Memo To LeBron James? Playing For The New York Knicks? Surely You Jest

By now, you've heard all the comparisons between Michael Jordan's first championship run in 1991 and LeBron James' presumed championship run happening before us now. Like MJ, LBJ presumably will win his first ring in his seventh NBA season. Like MJ, LBJ will win his first ring after securing his second MVP trophy. Like MJ, who needed Scottie Pippen to win his first ring, LBJ now has Antawn Jamison to take his first Larry O'Brien trophy home.

And so on ...

Based on this type of chatter, it's as if LBJ will win it all this year simply because MJ did so around the same time in his career. This overlooks what a splendid job Cavaliers general manager Danny Ferry has done in assembling one of the greatest rosters possible to surround LeBron with, while also shadowing what an awful job the Knicks have done to lure LeBron to the Big Apple.

Ah yes, right alongside this presumptive championship talk (by the way, count me in on the bandwagon of those thinking LeBron does - in fact - win his first ring this year), the basketball punditry world is all atwitter about where the unrestricted-free-agent-to-be will wind up after bringing Cleveland its first major sports championship since, ironically, the LBJ Administration.

The "he's staying in Cleveland!" crowd insists that if the modern era's LBJ does, in fact, bring home that title, then he'll stay to add more trophies to his shelf, building a Bulls-like dynasty in Northern Ohio.

The "he's going to New York!" crowd insists that if the title is won, it gives LBJ the perfect out to come to New York. "Hey, I've accomplished all I could in Cleveland and now I can move on to the next chapter of my life," goes the thinking among this crowd.

I'm siding firmly with the "he's staying in Cleveland!" crowd for a number of reasons often not mentioned. Consider ...

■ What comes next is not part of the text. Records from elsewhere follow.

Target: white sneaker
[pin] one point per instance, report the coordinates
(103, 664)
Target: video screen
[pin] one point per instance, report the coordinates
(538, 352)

... when billionaire Dan Gilbert purchased the Cavaliers in 2005 during LeBron's sophomore season, he paid $375 million for a franchise valued at $258 million before LeBron was a rookie.  The franchise is allegedly worth $476 million today and will go up even further if LeBron stays.  There's no way a businessman as shrewd and calculating as Gilbert lets LeBron walk now. 

... speaking of shrewd and calculating, in 2009 Gilbert astutely brought in a Chinese investment team that specializes in sports marketing to purchase a 15-percent stake in the Cavaliers. On a number of occasions, LeBron has publicly stated his desires to be the biggest thing in China since the Ming Dynasty, and in theory this investment group can get him there. Simply put, when you're purchasing 15 percent of the Cavaliers you're purchasing 15 percent of LeBron James, Inc. These guys aren't letting him walk either.

... as noted above, Cavaliers GM Danny Ferry has assembled a roster that could not only win this year's NBA championship, but several more if LeBron is smart enough to stick around. And after watching Cavaliers center Shaquille O'Neal's rendition of "Jessie's Girl" alongside two bizarre puppets, is there any dispute as to who the most fun teammate in the NBA is?

... in pure basketball terms, the Knicks have done a horrible job making New York a desirable place to play. Picking up after Isiah Thomas and Scott Layden's mess may be the equivalent of taking over the presidency after eight years of George W. Bush. But current Knicks president Donnie Walsh - who had no margin of error to begin with - has made a number of blunders that may have made the Knicks worse off than before. In 2008, Walsh passed over Brook Lopez and Eric Gordon in favor of Knicks coach Mike D'Antoni's Italian friend's son Danilo Gallinari. And more sinful, in 2009 Walsh passed over Brandon Jennings in favor of Jordan Hill ... whom he traded soon thereafter in the Tracy McGrady deal, which will cost the Knicks their high 2011 first-round pick and their 2012 first round pick unless they are in the top five. Throw in the fact that the Knicks don't have their own lottery pick this year (thank you, Scott Layden) and the only players guaranteed to be on their roster next season are Eddy Curry, Gallinari, Wilson Chandler and Toney Douglas. The best LeBron could do is guarantee a playoff spot.

... the 12-win, about-to-play-in-Newark Nets are a much more appealing option if LeBron bails on Cleveland. The Nets have an All-Star caliber point guard in Devin Harris, a solid center in Lopez, potentially solid role players in Terrence Williams, Courtney Lee and Chris Douglas-Roberts, and their own lottery pick plus another first-rounder. Hey, it's the same media market as New York, too.

I get that New York is a much, much more appealing place to live in than Cleveland. Just ask Joakim Noah. And being a winner in New York has to feel better than being a winner anyplace else. But given the current state of the Knicks, LeBron would be better off signing a three-year deal with the Cavaliers, win a few more rings, and see if the Knicks are worth playing for when LeBron turns 29. 

Cleveland may never forgive LeBron for bailing on them, even if he wins a ring for the long suffering sports city. But they just might forgive him if wins three.